Number Sequence Prediction

In this competition we were challenged to predict the next number in a number sequence taken from the On-Line Encyclopedia of Integer Sequences (OEIS). For example, in the classic sequence [1, 1, 2, 3, 5, 8, 13, …] the model would be expected to predict 21 (I hope you got the same - Fibonacci’s Sequence). However, unlike you, the computer has little training and lacks the elasticity when it comes to the various sequences which makes this problem a very difficult one.

Data

The sequences are all taken directly from OEIS. One initial problem is that some sequences in the test set are identical. For example, if ask you what’s next in the sequence [1, 2, …] you might say 3 (linear) and your friend might say 4 (exponential). Both answers could be correct but because you don’t have enough information it is very difficult to recognise the sequence.

Models

There is a huge variet of number sequences used in this competition, and they are described by many different functions. To approach this competition I thought the best approach would be to create generalised functions which the model could try to find. These models are outlined below. Another approach, would be to try feature generation across the sequences and use these features to estimate the result, e.g. most common number, highest number, negatives. A few people tried these with some sucess.
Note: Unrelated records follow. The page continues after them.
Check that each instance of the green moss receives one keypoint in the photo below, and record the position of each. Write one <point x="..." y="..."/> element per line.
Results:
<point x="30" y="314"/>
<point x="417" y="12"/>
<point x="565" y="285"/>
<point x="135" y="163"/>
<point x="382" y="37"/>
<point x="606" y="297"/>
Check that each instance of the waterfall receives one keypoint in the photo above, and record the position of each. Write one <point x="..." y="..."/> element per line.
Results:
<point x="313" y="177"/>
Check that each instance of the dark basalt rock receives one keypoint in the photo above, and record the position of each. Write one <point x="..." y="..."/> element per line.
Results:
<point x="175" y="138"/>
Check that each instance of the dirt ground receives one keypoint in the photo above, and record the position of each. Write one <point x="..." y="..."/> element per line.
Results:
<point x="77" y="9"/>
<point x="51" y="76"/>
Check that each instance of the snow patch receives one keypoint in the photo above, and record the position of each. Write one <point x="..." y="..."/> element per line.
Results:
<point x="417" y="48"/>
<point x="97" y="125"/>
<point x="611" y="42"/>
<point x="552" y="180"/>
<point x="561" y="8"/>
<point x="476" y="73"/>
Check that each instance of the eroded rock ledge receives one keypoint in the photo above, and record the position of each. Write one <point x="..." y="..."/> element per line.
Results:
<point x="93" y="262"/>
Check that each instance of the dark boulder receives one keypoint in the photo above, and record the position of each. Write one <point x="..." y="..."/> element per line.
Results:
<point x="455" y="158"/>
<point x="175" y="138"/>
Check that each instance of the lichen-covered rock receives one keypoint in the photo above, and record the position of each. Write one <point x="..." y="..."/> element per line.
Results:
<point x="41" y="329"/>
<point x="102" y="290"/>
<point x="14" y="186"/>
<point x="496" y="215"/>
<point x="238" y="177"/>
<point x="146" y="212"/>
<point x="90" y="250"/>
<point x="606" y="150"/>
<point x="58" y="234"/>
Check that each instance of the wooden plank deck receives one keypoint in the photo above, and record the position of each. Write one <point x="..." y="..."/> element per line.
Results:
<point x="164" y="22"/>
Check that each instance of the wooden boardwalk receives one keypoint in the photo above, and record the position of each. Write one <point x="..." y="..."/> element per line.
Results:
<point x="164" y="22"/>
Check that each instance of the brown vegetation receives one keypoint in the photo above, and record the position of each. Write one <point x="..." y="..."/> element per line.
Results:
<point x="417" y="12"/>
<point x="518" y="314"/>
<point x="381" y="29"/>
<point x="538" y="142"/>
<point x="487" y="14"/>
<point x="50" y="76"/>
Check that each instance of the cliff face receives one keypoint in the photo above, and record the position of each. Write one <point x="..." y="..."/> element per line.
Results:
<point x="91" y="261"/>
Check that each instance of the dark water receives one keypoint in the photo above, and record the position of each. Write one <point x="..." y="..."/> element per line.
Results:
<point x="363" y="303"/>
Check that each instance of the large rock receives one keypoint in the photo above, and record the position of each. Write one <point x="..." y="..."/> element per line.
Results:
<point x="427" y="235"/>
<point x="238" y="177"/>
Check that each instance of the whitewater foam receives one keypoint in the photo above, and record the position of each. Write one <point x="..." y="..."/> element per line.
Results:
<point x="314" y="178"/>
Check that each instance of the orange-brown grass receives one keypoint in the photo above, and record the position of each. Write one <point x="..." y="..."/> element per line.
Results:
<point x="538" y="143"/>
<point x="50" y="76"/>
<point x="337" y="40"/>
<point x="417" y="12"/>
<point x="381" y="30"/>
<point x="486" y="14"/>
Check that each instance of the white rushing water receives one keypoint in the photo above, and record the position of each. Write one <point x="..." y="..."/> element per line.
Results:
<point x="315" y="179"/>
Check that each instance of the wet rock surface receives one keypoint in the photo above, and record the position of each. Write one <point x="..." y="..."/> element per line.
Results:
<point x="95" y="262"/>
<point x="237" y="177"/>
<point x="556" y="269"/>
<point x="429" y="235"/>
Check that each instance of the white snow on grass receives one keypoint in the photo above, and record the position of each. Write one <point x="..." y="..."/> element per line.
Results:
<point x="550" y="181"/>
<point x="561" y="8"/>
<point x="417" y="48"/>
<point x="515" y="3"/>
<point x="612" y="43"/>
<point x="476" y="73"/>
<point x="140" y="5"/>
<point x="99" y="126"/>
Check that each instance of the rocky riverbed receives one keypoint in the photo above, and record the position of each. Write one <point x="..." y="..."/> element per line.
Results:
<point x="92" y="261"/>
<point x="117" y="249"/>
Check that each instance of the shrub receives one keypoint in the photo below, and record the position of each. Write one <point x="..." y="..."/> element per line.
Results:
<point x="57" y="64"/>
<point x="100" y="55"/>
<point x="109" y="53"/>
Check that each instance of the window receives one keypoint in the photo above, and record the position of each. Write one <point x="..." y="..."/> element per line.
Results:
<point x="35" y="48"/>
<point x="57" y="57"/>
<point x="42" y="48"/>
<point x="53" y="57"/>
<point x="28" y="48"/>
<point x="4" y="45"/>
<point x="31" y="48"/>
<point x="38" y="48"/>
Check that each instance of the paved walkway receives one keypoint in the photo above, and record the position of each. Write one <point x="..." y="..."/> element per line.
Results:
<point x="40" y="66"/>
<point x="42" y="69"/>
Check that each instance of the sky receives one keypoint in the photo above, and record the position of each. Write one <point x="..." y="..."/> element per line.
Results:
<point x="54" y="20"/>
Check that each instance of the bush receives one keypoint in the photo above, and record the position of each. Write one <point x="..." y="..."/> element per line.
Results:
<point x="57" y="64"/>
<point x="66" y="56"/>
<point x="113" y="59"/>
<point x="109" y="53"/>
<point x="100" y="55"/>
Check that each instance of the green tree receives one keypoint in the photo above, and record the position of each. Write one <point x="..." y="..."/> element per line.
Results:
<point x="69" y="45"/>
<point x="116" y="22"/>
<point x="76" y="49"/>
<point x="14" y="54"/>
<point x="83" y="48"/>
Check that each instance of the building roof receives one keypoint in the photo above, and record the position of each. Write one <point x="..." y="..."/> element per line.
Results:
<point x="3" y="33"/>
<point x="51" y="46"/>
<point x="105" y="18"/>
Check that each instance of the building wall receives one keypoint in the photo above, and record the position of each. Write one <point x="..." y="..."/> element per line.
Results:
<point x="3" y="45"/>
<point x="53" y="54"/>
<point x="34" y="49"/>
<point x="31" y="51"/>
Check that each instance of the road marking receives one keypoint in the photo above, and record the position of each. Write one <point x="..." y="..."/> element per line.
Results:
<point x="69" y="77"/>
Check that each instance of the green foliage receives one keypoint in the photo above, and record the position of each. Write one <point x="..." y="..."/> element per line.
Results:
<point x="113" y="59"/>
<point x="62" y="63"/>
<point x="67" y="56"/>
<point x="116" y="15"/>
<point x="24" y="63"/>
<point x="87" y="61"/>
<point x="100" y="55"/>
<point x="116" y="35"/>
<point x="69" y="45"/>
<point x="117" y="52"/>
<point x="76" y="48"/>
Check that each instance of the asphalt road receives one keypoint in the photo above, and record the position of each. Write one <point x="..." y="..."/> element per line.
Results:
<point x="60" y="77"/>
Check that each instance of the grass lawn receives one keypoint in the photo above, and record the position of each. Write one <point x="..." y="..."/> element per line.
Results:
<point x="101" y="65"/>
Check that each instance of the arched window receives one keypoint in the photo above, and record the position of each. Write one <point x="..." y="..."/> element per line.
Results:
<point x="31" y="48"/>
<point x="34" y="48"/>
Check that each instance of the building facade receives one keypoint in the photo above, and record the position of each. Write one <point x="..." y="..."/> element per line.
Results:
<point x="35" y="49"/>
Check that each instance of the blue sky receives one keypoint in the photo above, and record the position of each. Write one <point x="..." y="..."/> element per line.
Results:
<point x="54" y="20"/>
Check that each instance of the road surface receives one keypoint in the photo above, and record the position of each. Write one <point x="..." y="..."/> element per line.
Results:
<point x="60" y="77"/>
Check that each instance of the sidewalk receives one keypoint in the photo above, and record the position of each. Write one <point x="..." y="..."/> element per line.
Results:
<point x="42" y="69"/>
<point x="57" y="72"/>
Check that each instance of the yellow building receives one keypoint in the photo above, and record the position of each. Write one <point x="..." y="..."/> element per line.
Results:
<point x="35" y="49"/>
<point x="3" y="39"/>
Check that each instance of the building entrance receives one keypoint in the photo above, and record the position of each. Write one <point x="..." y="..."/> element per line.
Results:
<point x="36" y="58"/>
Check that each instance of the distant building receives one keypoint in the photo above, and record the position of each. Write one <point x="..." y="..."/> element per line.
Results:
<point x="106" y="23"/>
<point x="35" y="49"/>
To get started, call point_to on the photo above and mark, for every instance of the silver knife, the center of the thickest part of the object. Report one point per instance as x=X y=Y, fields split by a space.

One issue with using typical fitting models that use least squares or similar is that they are not so relevant to number sequences. This is because we are applying a continuous and approximate method to the discrete and exact problem of integer prediction. This just won’t work in most cases, especially when you have big numbers and the least squares is less likely to land you in the correct spot due to rounding (we can get away with it for smaller sequences). The issues is that least squares will minimise the distance between prediction and target, e.g. guessing 11 for 12 is better than 2 for 12 but in reality these are equally bad. I think the results could be significantly improved by using a different scoring function, though I’m not sure what this may be.
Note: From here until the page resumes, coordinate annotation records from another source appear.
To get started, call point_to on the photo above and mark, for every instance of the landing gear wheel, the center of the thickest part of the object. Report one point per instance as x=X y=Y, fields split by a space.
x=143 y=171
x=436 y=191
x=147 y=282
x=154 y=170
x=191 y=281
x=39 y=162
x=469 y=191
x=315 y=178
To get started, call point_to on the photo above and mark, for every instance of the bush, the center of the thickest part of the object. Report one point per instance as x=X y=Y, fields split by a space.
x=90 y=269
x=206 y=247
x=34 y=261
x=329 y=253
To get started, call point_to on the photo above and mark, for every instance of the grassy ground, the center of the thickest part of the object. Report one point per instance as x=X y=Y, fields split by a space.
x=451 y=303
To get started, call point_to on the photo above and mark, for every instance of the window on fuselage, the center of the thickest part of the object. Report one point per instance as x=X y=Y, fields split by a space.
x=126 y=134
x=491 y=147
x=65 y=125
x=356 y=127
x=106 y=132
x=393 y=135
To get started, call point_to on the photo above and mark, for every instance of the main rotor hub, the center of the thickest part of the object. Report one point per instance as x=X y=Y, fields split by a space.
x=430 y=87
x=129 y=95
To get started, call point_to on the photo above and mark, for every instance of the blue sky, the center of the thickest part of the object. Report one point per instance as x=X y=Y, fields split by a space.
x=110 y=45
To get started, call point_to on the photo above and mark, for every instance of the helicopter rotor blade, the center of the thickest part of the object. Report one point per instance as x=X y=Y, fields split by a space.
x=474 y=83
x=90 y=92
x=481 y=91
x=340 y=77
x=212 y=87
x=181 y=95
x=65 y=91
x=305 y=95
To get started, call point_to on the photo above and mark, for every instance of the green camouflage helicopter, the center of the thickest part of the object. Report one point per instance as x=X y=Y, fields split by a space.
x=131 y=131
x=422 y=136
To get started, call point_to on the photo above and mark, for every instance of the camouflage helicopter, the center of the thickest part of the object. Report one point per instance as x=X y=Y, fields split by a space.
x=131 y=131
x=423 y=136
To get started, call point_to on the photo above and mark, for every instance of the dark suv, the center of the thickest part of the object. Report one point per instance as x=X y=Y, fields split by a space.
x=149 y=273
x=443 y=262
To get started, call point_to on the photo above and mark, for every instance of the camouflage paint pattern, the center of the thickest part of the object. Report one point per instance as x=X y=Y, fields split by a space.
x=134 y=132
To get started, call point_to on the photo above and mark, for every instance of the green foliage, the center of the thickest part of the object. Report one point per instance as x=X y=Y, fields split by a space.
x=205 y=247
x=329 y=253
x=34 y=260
Another layer we could add to our model is processing multiple predictions. As it stands, the return from the prediction is a real number that is rounded to the nearest integer, but the amount of rounding required could be a telling feature. For example, I predict 12.5, I’m probably way off, I predict 12.02, I have a better chance. We could calculate the results of all the functions and choose the one with the least difference from an integer. This would allow us to apply multiple functions and possibly improve results.

Linear

y = mx + c A basic linear model can be used to guess the answer. For this, we’re calculating the parameter m where x is the index and y is the sequence value. The prediction can the be found simply by multiplying m by the next indek. This should match all linear sequences correctly and has a decent chance at maching small, oscillating sequences

Linear Multivariate

y = a + bx0 + cx1 + dx2 + … Instead of keeping the sequence as one list of numbers, we can break it up into sets of smaller sequences and use these for training. By doing this, we can give the model a better chance to ‘learn’ the sequence as it trains across multiple sets. We feed in sets of numbers from the sequence, e.g. [1, 1, 2, 3], [1, 2, 3, 5], [2, 3, 5, 8] and then it learns the coefficients which best predict y. This model can accurately describe the Fibonacci sequence (c = [0, 0, 1, 1]) as well as many more complex series.

Results

I never submitted (for an unknown reason) but my model scores around 15% which puts me in the top 50% for the competition.